SCM用語:WACC(ワック:加重平均資本コスト)
サプライチェーン・マネジメント(SCM)において、投資したシステムや機械が、ちゃんと効果を発揮しているかという視点は、会社の成長スピードと安定性を決める、非常に重要な要素です。
どんなに優れたシステムを導入しても、コストに見合ったキャッシュを生み出していなければ意味がありません。 その投資が成功したかどうかを測る「ハードル」として重要になるのが、WACC(ワック:加重平均資本コスト)という考え方です。
WACCとは、一言でいえば「会社が活動するためのお金を調達するのに、平均して何%のコストがかかっているか」を示す指標です。
この概念は、1950年代に経済学者が提唱した理論をベースに、現代経営の必須ツールとして発展しました。

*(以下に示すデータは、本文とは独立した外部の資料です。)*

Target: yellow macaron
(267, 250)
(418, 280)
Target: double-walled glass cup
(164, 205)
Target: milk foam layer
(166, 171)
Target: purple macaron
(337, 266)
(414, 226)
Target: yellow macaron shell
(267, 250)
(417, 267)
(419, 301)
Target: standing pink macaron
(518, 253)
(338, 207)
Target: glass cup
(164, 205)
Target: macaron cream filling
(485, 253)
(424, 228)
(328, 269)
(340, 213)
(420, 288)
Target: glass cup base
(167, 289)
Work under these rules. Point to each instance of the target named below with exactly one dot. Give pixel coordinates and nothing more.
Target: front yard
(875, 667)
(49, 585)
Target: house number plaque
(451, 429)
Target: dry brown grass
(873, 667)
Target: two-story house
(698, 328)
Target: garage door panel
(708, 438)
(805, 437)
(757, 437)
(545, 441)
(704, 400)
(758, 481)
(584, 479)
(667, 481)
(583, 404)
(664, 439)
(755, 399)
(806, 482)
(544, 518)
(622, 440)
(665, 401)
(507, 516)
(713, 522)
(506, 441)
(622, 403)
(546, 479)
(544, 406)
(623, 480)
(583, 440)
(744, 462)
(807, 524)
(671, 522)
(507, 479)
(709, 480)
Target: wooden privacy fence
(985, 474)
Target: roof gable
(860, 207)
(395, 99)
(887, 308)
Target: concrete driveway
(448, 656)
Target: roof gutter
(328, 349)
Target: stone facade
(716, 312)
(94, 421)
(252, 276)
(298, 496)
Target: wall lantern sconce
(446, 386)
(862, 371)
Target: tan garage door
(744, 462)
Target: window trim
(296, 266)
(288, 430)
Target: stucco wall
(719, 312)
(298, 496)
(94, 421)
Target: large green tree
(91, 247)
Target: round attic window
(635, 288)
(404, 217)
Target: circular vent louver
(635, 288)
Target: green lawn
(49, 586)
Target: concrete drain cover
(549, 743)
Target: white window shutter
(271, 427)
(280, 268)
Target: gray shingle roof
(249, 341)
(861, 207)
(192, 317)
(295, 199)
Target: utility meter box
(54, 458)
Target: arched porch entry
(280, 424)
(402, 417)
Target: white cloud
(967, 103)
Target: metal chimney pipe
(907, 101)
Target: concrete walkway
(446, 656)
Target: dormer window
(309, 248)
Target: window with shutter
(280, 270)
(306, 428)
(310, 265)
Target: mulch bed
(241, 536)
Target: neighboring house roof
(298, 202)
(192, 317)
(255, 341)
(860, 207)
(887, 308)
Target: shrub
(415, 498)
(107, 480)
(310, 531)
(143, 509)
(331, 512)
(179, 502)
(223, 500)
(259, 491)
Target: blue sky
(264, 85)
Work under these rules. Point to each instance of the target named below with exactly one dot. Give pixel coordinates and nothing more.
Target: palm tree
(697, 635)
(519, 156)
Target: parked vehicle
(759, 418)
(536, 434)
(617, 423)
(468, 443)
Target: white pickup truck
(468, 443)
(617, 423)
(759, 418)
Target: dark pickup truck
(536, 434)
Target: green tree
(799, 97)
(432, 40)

会社がお金を集める方法は、大きく分けて二つあります。
銀行などから借りる「負債」と、株主に出資してもらう「自己資本」です。
銀行には利息を払い、株主には配当などを出す必要がありますよね。
この両方のコストを、金額の割合に応じて「平均」したものがWACCです。
SCMの全体最適において、WACCは非常に重要な「投資の判断基準」になります。
新しい物流システムや工場の設備を導入するときには、大きなお金が必要です。
その資金を準備するだけで、金利や配当といった「WACC分のコスト」が必ず発生します。
もし、新しい設備の利益率がWACCを下回るなら、その投資は「やればやるほど損をする」ということになります。
また、この「お金のハードル」は在庫(棚卸資産)にも存在します。
材料を仕入れてから製品が売れるまでの「リードタイム」が長いほど、お金が在庫として眠り続け、WACC分のコストを浪費してしまいます。
WACCが低いほど安くお金を借りられている証拠であり、逆に高いほど「より効率よく利益を出さないと、株主や銀行が納得しない」という厳しい状況を意味します。
SCMでは、常にWACCという「お金のハードルバー」を意識することが求められます。
・物流や在庫の改善によって、眠っているお金を素早く回収すること
・機械やシステムの投資で利益を生むこと
などで、WACCを超える利益を生む体質を作ることが、全体最適につながるのです。